The first thought that came to my mind was that it’s not so
different to a person donating his or her body parts to medicine or science for the greater good and to enrich the lives of others.

But the main point is that I think that the saints themselves would most likely not see it his way.

Apart from the veneration of relics having a Biblical basis (the healing of the women who touched the hem of Jesus’ coat, and the healing of the man who touched the body of the prophet Elisha), I would think that the most important thing in all the world for a holy person is that as many people as possible might come to know God’s love as he or she does. Whatever the cost to themselves.

Surely holy people, almost by definition, during their earthly lives have a passionate, insatiable love for God and for all people?

Wouldn’t a holy person be happy to do anything, have anything done to their belongings or even their physical body after death, which might bring people together before God with the best intentions? To make them think more of God and to be more open to the workings of God’s grace?

I told my friend that Catholics are a weird bunch, and it’s true. Later I reflected how one thing that marks us out from some others is our earthiness, our willingness to touch holy things, see things, make pilgrimages, all those bells and smells and other things, along with believing certain things intellectually.

And God uses this. God is great like that, using whatever we are willing to give, giving whatever we are willing to use, working symbiotically with us all the time in order to inspire not only our intellectual commitment but our devotion and love.

When Australia hosted relics of the gorgeous St Thér?se of Lisieux in 2002, thousands of people flocked to see and pray with them. The priests were overwhelmed by the demand for confessions into the early hours of the morning, and there were many conversions.
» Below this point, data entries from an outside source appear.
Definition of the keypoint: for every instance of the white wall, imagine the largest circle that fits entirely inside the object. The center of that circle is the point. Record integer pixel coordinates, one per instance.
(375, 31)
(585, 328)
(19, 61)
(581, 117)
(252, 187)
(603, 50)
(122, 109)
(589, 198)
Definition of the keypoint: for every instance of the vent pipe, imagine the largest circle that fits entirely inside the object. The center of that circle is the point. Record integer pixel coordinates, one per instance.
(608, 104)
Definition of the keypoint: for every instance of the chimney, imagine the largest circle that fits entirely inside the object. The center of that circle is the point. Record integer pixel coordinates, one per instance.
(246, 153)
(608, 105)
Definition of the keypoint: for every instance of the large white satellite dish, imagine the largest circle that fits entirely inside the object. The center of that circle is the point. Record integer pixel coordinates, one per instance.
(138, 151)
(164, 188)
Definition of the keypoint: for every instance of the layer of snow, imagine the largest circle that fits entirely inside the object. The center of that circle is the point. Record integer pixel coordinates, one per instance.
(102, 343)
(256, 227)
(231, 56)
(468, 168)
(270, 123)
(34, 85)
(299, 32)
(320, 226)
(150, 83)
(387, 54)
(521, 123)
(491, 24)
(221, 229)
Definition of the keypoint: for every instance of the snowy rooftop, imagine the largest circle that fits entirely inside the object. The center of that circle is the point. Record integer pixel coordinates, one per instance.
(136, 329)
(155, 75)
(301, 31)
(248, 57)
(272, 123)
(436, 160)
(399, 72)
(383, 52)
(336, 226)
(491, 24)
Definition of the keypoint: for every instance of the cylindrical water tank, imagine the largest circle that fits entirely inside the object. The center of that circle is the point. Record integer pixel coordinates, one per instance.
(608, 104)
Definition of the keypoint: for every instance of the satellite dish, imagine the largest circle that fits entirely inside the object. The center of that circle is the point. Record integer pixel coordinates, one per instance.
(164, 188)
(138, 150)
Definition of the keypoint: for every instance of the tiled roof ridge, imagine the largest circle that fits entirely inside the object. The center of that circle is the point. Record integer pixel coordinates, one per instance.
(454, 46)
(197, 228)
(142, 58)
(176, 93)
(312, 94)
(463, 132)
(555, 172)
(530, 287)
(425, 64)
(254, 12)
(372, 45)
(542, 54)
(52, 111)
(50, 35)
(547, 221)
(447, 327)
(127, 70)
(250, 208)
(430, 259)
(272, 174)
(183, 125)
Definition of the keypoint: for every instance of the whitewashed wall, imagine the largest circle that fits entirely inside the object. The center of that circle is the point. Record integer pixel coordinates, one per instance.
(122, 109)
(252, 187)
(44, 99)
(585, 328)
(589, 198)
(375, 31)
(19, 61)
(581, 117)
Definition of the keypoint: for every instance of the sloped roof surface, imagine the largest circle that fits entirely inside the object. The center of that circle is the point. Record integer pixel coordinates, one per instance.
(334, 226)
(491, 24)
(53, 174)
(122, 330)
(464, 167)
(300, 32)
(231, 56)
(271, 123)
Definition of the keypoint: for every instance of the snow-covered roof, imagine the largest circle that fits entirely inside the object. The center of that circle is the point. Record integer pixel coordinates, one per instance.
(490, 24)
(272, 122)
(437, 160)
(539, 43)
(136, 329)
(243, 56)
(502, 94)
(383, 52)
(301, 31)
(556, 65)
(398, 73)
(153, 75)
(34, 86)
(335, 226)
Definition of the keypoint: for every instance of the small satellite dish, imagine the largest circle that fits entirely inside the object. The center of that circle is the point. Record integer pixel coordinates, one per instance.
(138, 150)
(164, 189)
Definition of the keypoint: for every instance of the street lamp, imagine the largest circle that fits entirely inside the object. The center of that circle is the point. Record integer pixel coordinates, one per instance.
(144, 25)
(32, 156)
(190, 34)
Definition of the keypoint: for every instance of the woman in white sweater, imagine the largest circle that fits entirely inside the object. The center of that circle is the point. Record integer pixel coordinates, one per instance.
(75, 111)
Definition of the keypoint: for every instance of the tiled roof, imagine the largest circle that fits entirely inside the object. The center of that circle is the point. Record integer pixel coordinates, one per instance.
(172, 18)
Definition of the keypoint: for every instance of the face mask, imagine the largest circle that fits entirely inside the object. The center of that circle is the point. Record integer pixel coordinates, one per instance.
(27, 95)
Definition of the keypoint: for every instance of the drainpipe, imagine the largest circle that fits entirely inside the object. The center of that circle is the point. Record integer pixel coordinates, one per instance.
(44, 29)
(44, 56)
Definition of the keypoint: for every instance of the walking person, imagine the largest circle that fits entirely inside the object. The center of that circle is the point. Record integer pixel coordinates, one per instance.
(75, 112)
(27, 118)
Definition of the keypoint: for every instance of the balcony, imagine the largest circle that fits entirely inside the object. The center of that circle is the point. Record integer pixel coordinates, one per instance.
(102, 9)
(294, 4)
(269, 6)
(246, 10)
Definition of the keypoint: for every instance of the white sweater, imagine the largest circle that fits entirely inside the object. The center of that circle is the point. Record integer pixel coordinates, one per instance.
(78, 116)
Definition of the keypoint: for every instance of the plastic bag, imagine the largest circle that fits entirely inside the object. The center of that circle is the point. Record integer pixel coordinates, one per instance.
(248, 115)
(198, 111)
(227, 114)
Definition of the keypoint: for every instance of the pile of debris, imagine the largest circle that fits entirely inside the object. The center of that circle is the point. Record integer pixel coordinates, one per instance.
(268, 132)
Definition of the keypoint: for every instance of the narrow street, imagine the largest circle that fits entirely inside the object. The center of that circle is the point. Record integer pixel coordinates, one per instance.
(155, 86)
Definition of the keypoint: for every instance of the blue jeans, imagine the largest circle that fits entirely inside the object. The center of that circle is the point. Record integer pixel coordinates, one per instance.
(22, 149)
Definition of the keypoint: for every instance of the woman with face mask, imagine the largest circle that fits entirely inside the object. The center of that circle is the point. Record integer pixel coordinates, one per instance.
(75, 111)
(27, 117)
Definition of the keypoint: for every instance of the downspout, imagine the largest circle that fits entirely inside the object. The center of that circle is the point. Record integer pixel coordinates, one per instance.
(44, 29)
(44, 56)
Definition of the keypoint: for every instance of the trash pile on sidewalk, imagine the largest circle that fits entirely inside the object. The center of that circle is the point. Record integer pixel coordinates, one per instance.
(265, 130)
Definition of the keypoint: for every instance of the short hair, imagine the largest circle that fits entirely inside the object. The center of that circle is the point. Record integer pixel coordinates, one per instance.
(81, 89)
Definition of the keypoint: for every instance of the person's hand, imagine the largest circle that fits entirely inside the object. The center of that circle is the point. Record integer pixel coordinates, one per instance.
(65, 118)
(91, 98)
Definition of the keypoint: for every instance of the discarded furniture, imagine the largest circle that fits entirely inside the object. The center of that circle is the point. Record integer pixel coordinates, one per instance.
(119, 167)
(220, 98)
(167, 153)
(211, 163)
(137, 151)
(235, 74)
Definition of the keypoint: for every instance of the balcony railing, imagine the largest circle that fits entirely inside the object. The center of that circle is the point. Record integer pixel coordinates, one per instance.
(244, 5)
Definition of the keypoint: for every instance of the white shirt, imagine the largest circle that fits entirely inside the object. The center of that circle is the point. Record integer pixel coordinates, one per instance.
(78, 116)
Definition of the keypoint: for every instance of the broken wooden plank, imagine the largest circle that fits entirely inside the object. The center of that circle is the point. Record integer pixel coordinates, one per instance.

For myself, praying with St Thér?se alongside Peter and one of the priests who six months later celebrated our wedding was a special grace. I like to think of her as a patron of our marriage, plus we named our first child Naomi Thérese.

St Francis Xavier is the name of parish we grew up in and married in. And he is a patron saint of Australia, which makes him special as well.

This time I will unashamedly asking St Francis for his assistance with lots of special graces, including for my friend who can’t bring himself to come, and especially for our little one due in November.